Netevent is a tool which can be used to share linux event devices with other machines (either via /dev/uinput or by implementing a client for the same protocol with other means).

Originally it simply dumped device capabilities to stdout and afterwards behaved like running cat /dev/input/eventX in one mode, and in the other passed the parsed capabilities to /dev/uinput and then passing events through.

Since managing this for multiple devices can become tedious when having more than one destination (and since the original grab/toggle/hotkey mechanisms were weird and literally targeted my personal use case), netevent2 now extends the protocol to contain packets which can contain more than one device and can add and remove devices on the fly.

The original cat like behavior (although currently without hotkey support) is also available for debugging purposes (and the create mode supports both protocol versions).

The main tool is now the netevent daemon which has a command socket (an optionally abstract unix socket) via which one can add devices, outputs and hotkeys on the fly. See the examples below.

Compilation

  • optionally: ./configure --prefix=/usr
  • make

You can still just run make as before. However, to support the usual installation workflows, and to distinguish between systems with newer kernels where /dev/uinput has been extended with a UI_DEV_SETUP ioctl, a ./configure script has been added to check for this and create a config.h as well as a config.mak for PREFIX/BINDIR/... (all of which can be passed as variables directly to make instead as well, along with the usual DESTDIR).

Installation

  • make install or make DESTDIR=/my/staging/dir install

Or: as previously, just put the netevent binary wherever.

Usage

See the DAEMON COMMANDS section in netevent(1) for details on the commands used in the setup scripts below.

Examples

See the examples/ directory. Read the setup-example below to see how to adapt the hotkey lines to work with your devices.

Simple example setup: sharing keyboard & mouse with a machine via ssh:

Host side:

  • Preparation: Make sure we can access event devices as a user

    Usually this means running something like gpasswd -a myuser input

  • Step 1: Decide which /dev/input/eventXY devices to pass through.

    For consistent file names use something like: /dev/input/by-id/usb-MyAwesomeKeyboard-event-kbd /dev/input/by-id/usb-BestMouseEver-event-mouse

  • Step 2: Decide on a hotkey and find its event code:

    In the above example we want to use a key on the keyboard (unless you have an insane amount of mouse buttons...). netevent can be used to dump events in a readable way, run the show subcommand on the device and press the keys you want to use for hotkeys. If this is the same keyboard you're typing in the command with , prepend a sleep to avoid confusion when netevent picks up the release of the enter key.

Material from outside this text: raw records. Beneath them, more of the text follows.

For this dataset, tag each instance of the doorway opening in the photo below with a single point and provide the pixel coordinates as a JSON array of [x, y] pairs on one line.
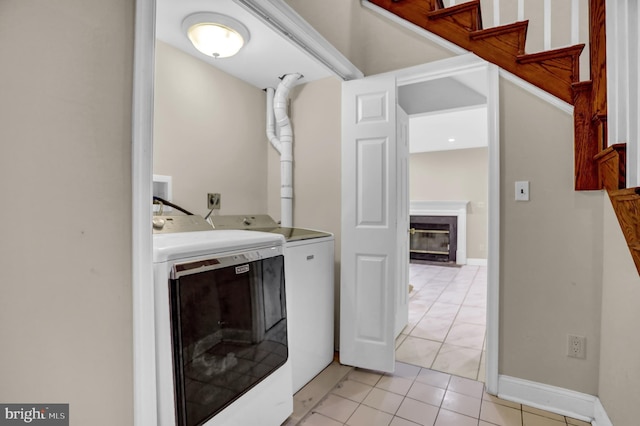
[[449, 162]]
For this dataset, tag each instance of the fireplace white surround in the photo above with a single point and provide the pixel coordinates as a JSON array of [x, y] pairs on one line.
[[446, 208]]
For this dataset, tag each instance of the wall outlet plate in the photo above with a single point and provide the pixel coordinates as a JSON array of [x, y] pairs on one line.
[[213, 201], [576, 346], [522, 190]]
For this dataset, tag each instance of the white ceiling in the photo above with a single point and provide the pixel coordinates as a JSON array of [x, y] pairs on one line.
[[451, 107], [432, 132], [261, 62]]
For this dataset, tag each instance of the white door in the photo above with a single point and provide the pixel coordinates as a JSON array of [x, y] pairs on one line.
[[369, 259], [402, 283]]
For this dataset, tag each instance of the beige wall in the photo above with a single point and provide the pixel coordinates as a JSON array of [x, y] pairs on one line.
[[459, 174], [619, 354], [373, 44], [209, 135], [315, 115], [65, 130], [551, 249], [551, 252]]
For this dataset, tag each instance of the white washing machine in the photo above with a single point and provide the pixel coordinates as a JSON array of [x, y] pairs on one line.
[[221, 329], [309, 266]]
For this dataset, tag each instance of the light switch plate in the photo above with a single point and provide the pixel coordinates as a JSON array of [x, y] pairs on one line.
[[522, 190]]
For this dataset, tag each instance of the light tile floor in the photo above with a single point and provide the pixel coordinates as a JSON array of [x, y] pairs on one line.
[[446, 332], [412, 396], [447, 320]]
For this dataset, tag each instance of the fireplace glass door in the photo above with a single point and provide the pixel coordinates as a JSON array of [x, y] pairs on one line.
[[229, 331]]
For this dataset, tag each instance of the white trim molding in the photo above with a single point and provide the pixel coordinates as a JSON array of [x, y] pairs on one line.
[[557, 400], [446, 208], [144, 368], [600, 417]]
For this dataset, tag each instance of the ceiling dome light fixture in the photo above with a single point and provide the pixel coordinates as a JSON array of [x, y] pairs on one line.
[[215, 35]]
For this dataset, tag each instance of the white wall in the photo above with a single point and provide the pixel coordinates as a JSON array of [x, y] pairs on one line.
[[65, 180], [209, 135]]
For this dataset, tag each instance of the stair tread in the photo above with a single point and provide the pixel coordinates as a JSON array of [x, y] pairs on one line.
[[570, 51], [452, 10], [610, 150], [502, 29]]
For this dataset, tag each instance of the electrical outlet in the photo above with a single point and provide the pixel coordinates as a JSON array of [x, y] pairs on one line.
[[522, 191], [576, 346], [213, 201]]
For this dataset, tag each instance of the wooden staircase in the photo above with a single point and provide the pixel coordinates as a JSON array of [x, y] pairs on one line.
[[596, 165]]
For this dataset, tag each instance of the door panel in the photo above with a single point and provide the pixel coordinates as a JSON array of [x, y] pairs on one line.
[[369, 224]]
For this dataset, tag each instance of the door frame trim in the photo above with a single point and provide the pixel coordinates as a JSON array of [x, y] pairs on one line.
[[446, 68]]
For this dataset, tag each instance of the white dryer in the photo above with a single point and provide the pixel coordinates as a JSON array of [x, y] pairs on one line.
[[221, 329], [309, 268]]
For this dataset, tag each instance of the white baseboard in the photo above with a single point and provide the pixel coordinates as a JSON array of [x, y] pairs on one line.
[[600, 417], [557, 400]]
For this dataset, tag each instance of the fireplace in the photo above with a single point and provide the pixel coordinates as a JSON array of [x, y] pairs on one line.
[[441, 216], [433, 238]]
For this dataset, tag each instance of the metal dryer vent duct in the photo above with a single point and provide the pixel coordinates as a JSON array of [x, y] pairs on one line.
[[277, 115]]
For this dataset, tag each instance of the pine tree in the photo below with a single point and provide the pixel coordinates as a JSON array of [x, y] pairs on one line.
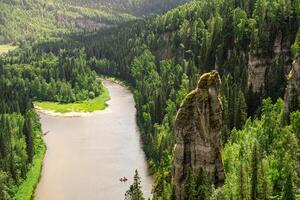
[[135, 192], [288, 188], [254, 170]]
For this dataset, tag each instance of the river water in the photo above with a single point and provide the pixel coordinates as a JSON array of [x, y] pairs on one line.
[[86, 156]]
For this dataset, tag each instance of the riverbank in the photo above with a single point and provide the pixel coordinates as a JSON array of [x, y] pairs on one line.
[[5, 48], [74, 109], [26, 190], [87, 156]]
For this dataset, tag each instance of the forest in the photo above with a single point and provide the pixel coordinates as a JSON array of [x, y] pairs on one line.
[[32, 20], [162, 58]]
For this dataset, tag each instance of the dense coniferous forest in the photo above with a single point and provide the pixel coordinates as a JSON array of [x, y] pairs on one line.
[[26, 76], [31, 20], [162, 58]]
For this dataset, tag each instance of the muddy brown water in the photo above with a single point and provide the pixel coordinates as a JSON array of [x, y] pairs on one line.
[[86, 156]]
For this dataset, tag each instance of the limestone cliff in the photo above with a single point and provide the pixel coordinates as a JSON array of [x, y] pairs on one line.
[[292, 95], [263, 65], [198, 133]]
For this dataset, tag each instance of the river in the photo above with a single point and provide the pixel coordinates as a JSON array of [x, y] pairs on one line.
[[86, 156]]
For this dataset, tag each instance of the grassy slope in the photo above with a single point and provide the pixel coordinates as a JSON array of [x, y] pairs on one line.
[[98, 103]]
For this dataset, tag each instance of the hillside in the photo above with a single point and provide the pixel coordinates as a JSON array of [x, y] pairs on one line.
[[30, 19], [253, 45], [246, 113]]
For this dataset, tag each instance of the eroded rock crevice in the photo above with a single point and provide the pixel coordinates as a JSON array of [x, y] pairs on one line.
[[198, 134]]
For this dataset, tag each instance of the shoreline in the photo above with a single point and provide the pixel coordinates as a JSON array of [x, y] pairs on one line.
[[67, 114], [55, 113]]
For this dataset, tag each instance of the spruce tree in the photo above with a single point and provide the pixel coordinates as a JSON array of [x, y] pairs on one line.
[[135, 190]]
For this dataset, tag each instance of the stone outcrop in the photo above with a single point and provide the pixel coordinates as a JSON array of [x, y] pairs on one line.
[[292, 95], [263, 64], [198, 133]]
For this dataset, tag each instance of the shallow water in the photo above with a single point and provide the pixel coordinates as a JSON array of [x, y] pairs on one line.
[[86, 156]]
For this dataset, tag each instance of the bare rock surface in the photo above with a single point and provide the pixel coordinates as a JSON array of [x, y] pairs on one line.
[[198, 133]]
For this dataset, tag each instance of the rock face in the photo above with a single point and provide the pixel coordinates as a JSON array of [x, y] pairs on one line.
[[292, 95], [263, 64], [198, 133]]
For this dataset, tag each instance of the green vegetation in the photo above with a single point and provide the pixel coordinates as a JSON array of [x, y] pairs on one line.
[[26, 190], [161, 59], [90, 105], [135, 192], [29, 20], [6, 48]]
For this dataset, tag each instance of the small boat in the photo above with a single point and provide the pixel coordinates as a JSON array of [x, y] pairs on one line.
[[45, 133]]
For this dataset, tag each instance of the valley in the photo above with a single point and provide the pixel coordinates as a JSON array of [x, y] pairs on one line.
[[86, 156], [213, 110]]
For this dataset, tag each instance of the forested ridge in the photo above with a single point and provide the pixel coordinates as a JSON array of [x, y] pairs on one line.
[[29, 20], [25, 77], [162, 58]]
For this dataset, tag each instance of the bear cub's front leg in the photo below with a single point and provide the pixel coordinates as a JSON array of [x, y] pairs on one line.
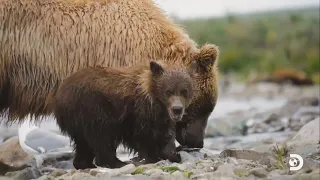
[[169, 151]]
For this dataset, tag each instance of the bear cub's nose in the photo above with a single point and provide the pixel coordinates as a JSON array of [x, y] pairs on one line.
[[177, 109]]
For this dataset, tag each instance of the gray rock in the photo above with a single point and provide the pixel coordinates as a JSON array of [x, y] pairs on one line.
[[25, 174], [107, 173], [161, 176], [152, 171], [46, 177], [12, 156], [308, 134], [186, 166], [263, 158], [191, 156], [81, 176], [178, 175], [259, 172]]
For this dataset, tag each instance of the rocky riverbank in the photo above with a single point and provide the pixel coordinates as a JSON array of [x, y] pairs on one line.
[[250, 135]]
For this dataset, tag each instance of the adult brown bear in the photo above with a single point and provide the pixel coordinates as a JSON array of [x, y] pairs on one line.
[[100, 108], [44, 41]]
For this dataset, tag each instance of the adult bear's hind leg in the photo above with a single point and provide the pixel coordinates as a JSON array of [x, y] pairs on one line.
[[84, 155]]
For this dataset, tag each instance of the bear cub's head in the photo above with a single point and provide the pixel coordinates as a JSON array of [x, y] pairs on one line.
[[173, 88]]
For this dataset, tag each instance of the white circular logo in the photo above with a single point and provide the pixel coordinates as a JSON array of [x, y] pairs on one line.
[[295, 162]]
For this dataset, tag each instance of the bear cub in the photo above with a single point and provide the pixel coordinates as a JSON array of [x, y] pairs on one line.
[[101, 108]]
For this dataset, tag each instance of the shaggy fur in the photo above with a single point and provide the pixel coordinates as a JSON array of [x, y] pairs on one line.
[[191, 130], [43, 41], [99, 108], [203, 70]]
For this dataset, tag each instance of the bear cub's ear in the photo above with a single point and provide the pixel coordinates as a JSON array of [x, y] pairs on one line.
[[156, 68], [206, 59]]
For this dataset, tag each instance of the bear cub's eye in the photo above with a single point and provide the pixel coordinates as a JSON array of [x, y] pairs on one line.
[[184, 92]]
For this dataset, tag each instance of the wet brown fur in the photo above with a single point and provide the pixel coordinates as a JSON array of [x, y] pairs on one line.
[[99, 108], [43, 41]]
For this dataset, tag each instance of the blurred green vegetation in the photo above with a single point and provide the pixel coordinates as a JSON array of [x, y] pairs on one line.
[[262, 42]]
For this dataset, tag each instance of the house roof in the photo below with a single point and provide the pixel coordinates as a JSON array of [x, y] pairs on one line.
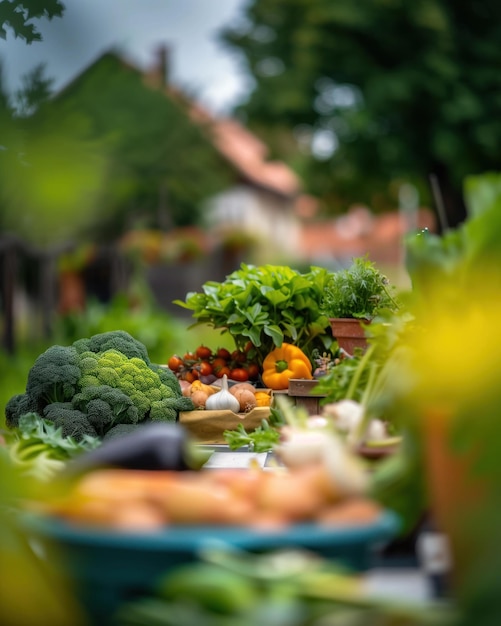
[[241, 148], [359, 233]]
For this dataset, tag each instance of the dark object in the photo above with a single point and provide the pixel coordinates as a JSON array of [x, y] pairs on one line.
[[159, 446]]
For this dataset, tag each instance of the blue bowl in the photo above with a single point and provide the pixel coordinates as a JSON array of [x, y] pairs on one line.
[[109, 568]]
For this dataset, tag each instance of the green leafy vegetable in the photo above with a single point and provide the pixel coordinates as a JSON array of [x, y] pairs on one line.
[[40, 449], [262, 439], [361, 291], [266, 305]]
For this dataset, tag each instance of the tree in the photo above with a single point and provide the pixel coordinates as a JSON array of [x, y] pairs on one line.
[[160, 165], [401, 90], [18, 16]]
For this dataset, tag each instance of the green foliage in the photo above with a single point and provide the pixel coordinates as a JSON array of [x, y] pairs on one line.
[[158, 160], [54, 376], [39, 447], [360, 291], [392, 83], [266, 305], [87, 393], [18, 17], [154, 328]]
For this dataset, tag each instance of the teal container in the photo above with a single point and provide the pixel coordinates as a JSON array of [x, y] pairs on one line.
[[109, 568]]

    $ sleep 0.3 && netevent show /dev/input/by-id/usb-...-event-kbd
    MSC:4:3829
    KEY:189:1
    SYN:0:0
    MSC:4:3829
    KEY:189:0
    SYN:0:0
    
  • Step 3: Prepare a setup script for the daemon:

    # file: netevent-setup.ne2
    # Add mouse & keyboard
    device add mymouse /dev/input/by-id/usb-BestMouseEver-event-mouse
    device add mykbd /dev/input/by-id/usb-MyAwesomeKeyboard-event-kbd
    
    # Add toggle hotkey (on press, and ignore the release event)
    hotkey add mykbd key:189:1 grab toggle
    hotkey add mykbd key:189:0 nop
    
    # Connect to the two devices via password-less ssh
    output add myremote exec:ssh user@other-host netevent create
    # Cause grabbing to write to that output
    use myremote
    
  • Step 4: Run the netevent daemon:

    $ netevent daemon -s netevent-setup.ne2 netevent-command.sock

You can now send additional commands to the daemon by connecting to the socket. For example via socat READLINE netevent-command.sock.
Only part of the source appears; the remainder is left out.